The Tamil Progressive Alliance (TPA) yesterday (18) noted that unless there is written assurance from President Ranil Wickremesinghe on their basic demand that he should nominate a special committee to look into the issues of hill-country Tamils, the TPA would not show keen interest in attending the upcoming all-‽party conference.
Speaking to The Morning, TPA Leader and Samagi Jana Balawegaya (SJB) Opposition MP Mano Ganesan said yesterday that the TPA had continuously reminded President Wickremesinghe of the need to separately address the socio-political issues of the hill-country Tamils.
“The Government’s discussion with North and East Tamil parties should continue. We support it, provided that those Tamil parties participate. But this cannot be the entire agenda. There are two more entities that need to be handled separately, namely, the hill-country Tamil community and the Muslim community,” he added.

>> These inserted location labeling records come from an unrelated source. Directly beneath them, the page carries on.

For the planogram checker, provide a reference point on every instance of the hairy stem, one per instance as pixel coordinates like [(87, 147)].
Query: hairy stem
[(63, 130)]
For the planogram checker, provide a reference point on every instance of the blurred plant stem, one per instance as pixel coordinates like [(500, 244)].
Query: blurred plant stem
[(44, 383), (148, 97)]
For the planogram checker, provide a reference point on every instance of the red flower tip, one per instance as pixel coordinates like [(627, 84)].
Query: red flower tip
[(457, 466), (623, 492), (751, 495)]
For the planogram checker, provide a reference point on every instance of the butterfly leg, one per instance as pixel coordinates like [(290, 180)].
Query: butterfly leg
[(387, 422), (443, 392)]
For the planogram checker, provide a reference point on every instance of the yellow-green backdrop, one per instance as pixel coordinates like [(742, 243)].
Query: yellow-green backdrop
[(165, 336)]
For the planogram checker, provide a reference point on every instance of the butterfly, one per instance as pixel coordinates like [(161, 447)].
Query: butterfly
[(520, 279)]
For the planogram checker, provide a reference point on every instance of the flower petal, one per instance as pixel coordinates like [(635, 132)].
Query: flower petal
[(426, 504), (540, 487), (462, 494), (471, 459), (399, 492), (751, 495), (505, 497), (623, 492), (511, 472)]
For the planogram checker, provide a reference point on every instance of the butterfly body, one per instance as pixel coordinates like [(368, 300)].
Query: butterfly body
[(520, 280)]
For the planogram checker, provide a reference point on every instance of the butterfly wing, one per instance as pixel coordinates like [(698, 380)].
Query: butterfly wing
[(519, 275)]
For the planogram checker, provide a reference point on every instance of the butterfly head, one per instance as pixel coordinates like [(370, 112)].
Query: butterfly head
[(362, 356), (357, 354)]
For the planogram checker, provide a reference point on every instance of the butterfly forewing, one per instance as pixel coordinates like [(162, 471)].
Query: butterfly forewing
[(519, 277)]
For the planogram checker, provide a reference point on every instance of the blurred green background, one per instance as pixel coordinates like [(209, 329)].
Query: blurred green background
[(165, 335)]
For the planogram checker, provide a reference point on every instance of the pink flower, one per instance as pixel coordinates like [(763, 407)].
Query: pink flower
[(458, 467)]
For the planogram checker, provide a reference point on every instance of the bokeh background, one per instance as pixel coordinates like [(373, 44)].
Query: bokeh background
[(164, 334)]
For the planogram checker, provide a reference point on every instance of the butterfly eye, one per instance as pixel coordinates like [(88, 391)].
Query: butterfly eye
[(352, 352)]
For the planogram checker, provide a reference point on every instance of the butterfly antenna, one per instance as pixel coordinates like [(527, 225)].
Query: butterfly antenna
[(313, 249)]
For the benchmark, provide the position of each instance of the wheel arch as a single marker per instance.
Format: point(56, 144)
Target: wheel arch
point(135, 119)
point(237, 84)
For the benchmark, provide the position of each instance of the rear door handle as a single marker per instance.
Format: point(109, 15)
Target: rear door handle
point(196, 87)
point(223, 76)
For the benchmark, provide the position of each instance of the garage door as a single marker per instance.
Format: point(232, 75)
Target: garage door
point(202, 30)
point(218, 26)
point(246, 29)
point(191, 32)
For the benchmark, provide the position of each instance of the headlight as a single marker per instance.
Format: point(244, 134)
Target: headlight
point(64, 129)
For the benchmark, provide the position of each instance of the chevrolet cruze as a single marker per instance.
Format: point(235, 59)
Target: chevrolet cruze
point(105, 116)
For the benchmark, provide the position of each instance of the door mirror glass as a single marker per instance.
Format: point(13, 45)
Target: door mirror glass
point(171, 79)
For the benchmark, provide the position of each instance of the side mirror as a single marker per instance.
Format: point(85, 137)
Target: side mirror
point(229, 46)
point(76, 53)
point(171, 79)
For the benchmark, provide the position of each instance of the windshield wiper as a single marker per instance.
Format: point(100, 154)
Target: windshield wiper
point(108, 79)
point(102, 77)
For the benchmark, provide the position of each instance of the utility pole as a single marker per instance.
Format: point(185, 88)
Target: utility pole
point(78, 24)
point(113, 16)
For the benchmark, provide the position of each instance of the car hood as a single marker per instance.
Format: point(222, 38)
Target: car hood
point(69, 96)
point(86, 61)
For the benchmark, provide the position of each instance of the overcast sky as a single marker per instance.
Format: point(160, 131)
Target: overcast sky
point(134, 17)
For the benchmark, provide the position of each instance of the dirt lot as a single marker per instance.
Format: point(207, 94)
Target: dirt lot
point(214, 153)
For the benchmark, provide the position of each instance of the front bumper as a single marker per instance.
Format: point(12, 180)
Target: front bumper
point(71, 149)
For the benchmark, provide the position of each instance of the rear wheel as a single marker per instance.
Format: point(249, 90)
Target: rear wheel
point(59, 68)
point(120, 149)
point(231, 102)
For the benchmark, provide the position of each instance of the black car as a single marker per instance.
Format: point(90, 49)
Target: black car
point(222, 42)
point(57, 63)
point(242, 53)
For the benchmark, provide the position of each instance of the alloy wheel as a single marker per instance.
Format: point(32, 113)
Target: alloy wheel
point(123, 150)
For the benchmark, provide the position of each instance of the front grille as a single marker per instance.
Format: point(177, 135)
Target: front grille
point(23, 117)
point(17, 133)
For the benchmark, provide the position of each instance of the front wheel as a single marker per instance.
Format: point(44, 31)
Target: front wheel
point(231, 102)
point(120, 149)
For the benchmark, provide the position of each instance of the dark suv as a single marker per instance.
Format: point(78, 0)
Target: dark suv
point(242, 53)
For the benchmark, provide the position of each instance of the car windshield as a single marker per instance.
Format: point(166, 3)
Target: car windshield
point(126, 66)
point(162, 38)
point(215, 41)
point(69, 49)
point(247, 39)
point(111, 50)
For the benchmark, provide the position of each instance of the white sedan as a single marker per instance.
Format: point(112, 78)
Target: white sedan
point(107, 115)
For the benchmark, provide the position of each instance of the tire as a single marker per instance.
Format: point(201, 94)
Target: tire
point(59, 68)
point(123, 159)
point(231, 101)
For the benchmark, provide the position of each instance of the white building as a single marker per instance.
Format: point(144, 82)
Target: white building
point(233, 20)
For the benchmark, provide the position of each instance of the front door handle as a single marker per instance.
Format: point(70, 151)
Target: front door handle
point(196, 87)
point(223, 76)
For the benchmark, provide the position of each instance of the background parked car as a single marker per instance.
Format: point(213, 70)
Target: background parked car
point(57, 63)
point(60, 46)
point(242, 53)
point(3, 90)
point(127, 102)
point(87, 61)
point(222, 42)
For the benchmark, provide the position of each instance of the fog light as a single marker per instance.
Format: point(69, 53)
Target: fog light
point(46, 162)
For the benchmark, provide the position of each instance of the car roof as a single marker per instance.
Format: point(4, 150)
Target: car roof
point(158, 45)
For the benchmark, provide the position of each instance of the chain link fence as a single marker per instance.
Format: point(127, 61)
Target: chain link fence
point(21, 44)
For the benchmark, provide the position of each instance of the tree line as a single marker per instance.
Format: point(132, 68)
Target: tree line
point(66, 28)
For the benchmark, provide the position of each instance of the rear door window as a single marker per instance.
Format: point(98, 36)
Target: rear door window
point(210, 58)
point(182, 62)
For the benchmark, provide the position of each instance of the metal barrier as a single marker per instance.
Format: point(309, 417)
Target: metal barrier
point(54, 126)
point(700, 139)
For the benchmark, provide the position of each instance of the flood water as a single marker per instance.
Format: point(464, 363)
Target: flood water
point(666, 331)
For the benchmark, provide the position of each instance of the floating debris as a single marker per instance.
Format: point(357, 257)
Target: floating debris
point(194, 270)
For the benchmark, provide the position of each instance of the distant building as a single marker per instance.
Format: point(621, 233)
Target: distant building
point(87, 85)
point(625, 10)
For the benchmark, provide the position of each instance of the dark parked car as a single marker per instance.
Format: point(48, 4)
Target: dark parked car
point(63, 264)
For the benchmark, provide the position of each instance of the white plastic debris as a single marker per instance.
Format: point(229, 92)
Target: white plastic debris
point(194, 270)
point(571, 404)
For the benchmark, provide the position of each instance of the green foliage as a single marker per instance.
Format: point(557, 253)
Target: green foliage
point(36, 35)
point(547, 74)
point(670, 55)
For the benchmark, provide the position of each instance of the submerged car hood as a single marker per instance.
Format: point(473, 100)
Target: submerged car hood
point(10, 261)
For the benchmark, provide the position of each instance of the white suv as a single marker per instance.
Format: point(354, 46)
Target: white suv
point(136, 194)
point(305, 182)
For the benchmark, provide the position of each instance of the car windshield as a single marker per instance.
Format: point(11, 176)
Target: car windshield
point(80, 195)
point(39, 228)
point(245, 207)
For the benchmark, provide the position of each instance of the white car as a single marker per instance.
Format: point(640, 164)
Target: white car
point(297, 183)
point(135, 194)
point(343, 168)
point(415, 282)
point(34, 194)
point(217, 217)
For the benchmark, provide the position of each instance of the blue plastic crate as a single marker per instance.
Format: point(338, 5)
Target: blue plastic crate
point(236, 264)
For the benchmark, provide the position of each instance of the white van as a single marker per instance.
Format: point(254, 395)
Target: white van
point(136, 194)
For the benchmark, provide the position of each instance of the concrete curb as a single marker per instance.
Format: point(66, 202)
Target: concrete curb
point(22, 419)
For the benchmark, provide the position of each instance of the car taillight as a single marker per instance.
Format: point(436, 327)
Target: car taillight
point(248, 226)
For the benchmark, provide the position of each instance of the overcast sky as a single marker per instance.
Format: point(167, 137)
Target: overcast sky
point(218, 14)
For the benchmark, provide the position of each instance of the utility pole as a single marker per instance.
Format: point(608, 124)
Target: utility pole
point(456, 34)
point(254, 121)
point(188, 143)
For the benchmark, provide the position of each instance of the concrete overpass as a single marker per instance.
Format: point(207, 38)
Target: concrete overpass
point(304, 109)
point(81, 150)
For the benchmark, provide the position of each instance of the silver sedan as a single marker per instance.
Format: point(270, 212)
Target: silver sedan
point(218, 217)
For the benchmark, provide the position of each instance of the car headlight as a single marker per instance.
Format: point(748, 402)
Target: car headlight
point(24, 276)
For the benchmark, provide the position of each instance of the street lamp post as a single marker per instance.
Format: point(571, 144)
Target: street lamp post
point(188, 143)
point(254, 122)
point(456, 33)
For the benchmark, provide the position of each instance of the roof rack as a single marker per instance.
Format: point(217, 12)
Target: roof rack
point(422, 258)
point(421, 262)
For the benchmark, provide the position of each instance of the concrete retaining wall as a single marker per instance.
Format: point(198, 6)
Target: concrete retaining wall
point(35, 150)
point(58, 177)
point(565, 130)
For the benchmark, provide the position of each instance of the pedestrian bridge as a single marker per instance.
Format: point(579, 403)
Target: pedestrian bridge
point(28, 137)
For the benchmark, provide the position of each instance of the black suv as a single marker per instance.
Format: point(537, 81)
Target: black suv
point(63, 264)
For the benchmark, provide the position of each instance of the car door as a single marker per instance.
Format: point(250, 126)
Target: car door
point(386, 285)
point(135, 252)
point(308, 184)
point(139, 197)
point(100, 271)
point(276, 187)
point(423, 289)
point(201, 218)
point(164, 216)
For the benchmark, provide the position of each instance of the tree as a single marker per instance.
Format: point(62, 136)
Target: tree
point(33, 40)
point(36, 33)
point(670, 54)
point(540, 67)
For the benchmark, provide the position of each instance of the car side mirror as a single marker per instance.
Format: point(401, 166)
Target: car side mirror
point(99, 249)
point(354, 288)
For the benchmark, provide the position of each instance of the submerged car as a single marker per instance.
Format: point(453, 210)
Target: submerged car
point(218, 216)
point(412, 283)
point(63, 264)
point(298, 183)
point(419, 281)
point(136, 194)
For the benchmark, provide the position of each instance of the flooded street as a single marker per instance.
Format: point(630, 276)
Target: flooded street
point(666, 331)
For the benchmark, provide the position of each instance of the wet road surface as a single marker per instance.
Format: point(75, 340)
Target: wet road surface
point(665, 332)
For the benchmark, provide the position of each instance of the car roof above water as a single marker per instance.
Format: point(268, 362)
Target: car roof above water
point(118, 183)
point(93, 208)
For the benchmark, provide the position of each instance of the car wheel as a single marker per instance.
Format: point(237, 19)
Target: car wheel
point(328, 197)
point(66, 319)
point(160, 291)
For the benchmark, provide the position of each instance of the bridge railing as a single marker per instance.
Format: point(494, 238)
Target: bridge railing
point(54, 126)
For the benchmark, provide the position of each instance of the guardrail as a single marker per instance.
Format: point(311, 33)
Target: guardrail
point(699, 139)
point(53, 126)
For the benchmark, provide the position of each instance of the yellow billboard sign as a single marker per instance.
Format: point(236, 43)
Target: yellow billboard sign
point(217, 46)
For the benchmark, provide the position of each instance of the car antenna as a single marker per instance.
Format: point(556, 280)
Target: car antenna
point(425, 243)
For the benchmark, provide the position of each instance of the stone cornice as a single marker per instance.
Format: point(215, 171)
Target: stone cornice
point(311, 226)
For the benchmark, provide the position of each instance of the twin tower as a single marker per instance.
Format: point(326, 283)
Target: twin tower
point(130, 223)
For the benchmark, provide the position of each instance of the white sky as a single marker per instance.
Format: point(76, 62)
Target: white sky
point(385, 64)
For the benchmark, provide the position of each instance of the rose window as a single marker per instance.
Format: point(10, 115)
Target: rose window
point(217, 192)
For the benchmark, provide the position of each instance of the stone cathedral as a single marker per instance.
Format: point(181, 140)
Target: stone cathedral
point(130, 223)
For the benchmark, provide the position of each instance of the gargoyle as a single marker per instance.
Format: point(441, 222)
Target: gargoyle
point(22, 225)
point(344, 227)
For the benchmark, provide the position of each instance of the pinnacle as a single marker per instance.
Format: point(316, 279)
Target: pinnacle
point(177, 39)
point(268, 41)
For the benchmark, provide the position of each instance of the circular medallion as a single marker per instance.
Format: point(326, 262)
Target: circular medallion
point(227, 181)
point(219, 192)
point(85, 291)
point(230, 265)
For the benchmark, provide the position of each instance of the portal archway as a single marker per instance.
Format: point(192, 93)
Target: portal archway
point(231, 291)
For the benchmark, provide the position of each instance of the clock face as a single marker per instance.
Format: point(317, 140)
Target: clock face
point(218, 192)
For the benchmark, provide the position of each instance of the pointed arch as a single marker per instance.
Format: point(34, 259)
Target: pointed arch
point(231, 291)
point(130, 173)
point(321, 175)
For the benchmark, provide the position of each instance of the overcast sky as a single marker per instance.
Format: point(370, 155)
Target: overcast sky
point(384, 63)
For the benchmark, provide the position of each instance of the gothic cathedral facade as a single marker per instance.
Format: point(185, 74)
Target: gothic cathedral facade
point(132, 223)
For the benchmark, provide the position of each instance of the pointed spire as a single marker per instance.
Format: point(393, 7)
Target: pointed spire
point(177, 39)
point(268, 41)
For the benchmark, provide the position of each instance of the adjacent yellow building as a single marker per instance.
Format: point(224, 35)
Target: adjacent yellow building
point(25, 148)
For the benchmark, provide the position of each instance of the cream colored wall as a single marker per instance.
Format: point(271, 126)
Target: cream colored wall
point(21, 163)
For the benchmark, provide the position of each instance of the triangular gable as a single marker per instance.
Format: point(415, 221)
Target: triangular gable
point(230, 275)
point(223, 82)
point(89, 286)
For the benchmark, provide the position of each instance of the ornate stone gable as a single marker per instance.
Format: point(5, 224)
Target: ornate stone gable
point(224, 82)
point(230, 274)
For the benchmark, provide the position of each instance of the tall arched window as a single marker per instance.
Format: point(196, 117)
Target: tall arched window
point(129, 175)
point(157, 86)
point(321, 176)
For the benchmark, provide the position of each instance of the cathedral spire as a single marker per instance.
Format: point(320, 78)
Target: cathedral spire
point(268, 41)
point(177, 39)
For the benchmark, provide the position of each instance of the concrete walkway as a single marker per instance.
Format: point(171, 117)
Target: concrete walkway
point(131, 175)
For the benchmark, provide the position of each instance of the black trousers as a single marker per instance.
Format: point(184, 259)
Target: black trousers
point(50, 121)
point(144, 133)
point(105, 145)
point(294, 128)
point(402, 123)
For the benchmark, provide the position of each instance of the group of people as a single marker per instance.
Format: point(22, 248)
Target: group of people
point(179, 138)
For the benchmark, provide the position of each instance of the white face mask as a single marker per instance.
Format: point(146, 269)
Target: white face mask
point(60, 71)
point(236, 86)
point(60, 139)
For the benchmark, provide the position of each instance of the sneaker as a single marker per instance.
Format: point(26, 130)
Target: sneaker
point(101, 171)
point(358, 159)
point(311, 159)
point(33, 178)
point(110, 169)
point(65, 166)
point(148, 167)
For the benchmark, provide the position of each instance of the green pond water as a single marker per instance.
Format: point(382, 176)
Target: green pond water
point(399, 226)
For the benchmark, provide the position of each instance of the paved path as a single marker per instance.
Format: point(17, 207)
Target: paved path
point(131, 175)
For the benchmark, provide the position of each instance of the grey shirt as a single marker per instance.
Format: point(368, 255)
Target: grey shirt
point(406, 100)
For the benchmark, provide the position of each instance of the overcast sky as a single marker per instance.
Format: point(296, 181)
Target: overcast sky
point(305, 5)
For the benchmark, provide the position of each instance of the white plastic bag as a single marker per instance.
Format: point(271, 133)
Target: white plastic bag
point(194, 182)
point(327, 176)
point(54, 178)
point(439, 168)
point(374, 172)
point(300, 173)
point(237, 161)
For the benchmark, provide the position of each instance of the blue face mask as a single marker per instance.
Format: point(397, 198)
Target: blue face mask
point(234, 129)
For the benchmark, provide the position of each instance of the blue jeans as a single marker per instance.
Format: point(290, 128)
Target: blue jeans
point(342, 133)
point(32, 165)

He further said that the TPA had informed in writing to President Wickremesinghe on various occasions in regard to the aspirations of the hill country Tamils.
When commenting on President Wickremesinghe’s recent promise made in Jaffna to fully implement the 13th Amendment to the Constitution on the devolution of power to the Provinces within the next two years period, he said: “The 13th Amendment to the Constitution should be the starting point in resolving the ethnic issue.”
Meanwhile, Ganesan noted earlier that President Wickremesinghe should appoint three separate high powered committees to examine the proposals of the North and East Tamil community, the Muslim community, and the hill country Tamil community, where common positions reached through these committees should be taken up at the upcoming all party conferences that are scheduled for this year (2023), and thereafter be adopted as constitutional amendments.
Ganesan also proposed the establishment of a constitutionally mandated non-territorial community council for the hill-country Tamil community, as deliberated under the previous all party conference established by former President and incumbent Government MP Mahinda Rajapaksa, with a mandate on dealing with select affairs of the community that is living in a geographically concentrated basis in Nuwara Eliya and in a dispersed manner in other parts of the country.
“Once an agreement is arrived at by these high powered committees from the proposals presented by the three communities, constitutional amendments could be adopted. This would be a way forward for the all party conferences. We will not agree to be sidelined in this process,” he added. He pointed out that talks on the national ethnic issue are not restricted to any particular area, but that it is an islandwide issue.
Meanwhile, on 13 December, 2022, President Wickremesinghe stated that he intends to hold discussions with Opposition and SJB Leader Sajith Premadasa at the all-party conference in January, 2023, with regard to the devolution of powers and the 13th Amendment to the Constitution based on seven previous and related commission reports and the report on constitutional reforms submitted by the committee led by President’s Counsel Romesh De Silva.